Hi
Is it permitted to enter a non kosher restaurant in order to attend a medical conference/meeting? (of course no eating!) Thanking you.
Answer:
If your attendance is important It is permitted for enter the restaurant for this purpose.
Nonetheless, it is generally preferable to avoid this.
Best wishes.
Sources:
In principle it is not permitted to eat in a non-kosher restaurant. The reason for this is the problem of maris ayin - it looks like the person is transgressing an issur by eating in the non-kosher establishment.
However, Rav Moshe Feinstein (2:40) writes that where a person is hungry and in a state of discomfort, it is permitted to eat kosher food in the restaurant, on condition that this is done privately in a way that his friends don't see him, and that he tells those who see him that he was in a state of discomfort.
Shut Minchas Asher (67) goes a step further and writes that for business meeting there is no prohibition on entering the restaurant, because people understand that business meetings are held in non-kosher establishments even when no non-kosher food is eating, and there is no reason to assume that the person will be suspected of eating non-kosher food.

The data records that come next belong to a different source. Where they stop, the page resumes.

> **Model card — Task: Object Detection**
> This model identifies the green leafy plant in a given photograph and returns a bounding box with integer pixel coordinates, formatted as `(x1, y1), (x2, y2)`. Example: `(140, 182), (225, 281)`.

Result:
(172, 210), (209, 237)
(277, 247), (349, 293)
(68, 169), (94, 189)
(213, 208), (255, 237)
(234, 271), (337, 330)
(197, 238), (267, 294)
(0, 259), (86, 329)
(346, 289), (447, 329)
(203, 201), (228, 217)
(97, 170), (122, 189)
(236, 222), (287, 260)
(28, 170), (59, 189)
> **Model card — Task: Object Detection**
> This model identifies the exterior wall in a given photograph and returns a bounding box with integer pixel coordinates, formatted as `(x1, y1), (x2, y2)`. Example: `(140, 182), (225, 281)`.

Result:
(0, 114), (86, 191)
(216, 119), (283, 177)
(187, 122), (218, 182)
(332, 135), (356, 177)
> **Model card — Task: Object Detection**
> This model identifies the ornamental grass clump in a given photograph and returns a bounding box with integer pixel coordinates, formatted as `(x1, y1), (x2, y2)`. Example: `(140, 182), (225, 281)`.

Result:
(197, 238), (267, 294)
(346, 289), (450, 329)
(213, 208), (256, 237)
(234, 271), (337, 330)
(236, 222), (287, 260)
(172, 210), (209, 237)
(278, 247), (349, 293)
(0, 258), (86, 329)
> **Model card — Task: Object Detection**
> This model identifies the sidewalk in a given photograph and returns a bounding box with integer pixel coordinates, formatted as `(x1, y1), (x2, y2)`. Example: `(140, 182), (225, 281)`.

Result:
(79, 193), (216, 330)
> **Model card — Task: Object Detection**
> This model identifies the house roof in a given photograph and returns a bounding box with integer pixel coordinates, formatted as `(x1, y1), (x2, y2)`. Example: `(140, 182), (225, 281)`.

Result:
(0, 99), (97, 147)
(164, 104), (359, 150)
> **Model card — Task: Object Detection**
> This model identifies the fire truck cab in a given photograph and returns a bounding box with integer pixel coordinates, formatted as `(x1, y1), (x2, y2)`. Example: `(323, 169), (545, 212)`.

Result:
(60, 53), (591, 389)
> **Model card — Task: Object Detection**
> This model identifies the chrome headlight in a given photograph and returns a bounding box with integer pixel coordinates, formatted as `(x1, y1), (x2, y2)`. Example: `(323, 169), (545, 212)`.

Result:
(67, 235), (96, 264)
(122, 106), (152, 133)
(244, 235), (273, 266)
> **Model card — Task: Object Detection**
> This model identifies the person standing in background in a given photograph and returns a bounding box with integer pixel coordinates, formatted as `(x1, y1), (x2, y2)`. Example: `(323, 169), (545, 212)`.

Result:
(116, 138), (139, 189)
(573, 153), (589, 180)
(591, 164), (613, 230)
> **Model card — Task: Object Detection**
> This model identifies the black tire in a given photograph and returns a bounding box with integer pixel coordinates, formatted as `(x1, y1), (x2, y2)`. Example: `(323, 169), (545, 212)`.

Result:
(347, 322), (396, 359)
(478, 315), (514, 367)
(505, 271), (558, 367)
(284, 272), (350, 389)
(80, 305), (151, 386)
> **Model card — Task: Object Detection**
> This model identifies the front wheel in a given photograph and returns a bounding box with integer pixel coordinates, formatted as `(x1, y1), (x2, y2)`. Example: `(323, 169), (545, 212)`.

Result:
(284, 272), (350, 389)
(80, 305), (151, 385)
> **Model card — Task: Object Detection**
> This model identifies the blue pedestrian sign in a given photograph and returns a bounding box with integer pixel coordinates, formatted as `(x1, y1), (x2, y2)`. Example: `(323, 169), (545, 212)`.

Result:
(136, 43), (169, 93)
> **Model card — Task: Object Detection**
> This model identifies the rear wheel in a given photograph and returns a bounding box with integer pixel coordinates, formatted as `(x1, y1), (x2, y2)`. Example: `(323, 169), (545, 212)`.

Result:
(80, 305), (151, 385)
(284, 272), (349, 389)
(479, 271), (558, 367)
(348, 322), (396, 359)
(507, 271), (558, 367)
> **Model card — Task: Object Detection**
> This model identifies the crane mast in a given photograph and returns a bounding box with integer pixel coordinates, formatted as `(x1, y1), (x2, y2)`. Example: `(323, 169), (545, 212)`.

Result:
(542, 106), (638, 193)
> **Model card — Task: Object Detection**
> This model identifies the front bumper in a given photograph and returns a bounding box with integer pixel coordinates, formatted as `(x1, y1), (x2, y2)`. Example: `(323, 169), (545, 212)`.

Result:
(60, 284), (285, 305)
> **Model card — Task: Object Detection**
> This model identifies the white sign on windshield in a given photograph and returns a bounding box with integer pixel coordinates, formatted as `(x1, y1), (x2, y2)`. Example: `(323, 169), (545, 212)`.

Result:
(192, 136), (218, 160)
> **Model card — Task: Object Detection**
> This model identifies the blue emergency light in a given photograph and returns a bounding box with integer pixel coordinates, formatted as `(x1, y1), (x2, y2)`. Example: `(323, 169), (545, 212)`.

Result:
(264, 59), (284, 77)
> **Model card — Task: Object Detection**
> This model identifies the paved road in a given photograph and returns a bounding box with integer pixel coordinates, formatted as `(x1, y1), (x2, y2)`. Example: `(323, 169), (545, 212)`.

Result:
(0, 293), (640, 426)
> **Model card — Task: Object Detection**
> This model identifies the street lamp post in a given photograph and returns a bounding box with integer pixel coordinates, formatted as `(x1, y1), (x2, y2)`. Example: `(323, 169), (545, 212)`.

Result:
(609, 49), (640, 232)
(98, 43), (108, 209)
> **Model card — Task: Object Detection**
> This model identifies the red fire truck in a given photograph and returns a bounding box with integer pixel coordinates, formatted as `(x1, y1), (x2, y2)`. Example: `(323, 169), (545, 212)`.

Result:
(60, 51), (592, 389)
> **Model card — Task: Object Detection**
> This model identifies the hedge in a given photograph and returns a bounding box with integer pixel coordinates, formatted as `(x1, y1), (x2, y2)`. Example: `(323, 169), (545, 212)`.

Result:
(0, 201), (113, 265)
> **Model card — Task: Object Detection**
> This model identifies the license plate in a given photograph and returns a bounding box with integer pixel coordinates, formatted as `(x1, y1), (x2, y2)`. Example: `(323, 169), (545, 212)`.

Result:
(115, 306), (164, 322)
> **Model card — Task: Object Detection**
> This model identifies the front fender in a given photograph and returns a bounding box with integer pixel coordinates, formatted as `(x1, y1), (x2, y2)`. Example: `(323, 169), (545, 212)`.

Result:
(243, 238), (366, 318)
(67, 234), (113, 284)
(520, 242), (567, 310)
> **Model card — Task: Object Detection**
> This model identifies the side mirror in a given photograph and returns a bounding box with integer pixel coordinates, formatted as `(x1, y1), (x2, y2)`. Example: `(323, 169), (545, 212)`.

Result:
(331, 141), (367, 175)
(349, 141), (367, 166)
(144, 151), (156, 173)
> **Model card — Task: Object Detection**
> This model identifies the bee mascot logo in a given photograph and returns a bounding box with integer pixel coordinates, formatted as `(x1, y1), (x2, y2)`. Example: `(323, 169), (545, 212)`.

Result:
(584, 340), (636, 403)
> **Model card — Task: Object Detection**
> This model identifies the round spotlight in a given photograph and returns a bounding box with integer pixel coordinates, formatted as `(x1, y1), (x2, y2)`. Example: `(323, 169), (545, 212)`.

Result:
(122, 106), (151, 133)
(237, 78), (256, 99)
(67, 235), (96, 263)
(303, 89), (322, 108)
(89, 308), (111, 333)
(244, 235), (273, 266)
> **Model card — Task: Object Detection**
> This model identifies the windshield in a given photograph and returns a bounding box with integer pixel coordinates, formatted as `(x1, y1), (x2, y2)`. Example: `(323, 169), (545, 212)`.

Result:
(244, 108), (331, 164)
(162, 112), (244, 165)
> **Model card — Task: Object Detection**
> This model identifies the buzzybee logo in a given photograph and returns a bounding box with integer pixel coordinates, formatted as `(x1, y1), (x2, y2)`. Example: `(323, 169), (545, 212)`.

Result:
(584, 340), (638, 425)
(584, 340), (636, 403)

He adds that it is also possible that the prohibition of mar'is ayin doesn't apply here, because we do not add circumstances of mar'is ayin that Chazal didn't mention. This depends on a dispute between the Magen Avraham (463:4) and other authorities (see Peri Chadash, Yoreh De'ah 87:7; Peri To'ar 9).
Therefore, if attending the conference is important, either for reasons of parnassah or for reasons of education, one can be lenient and attend. However, it remains preferable to avoid entering and sitting in a non-kosher establishment, to distance oneself from mar'is ayin.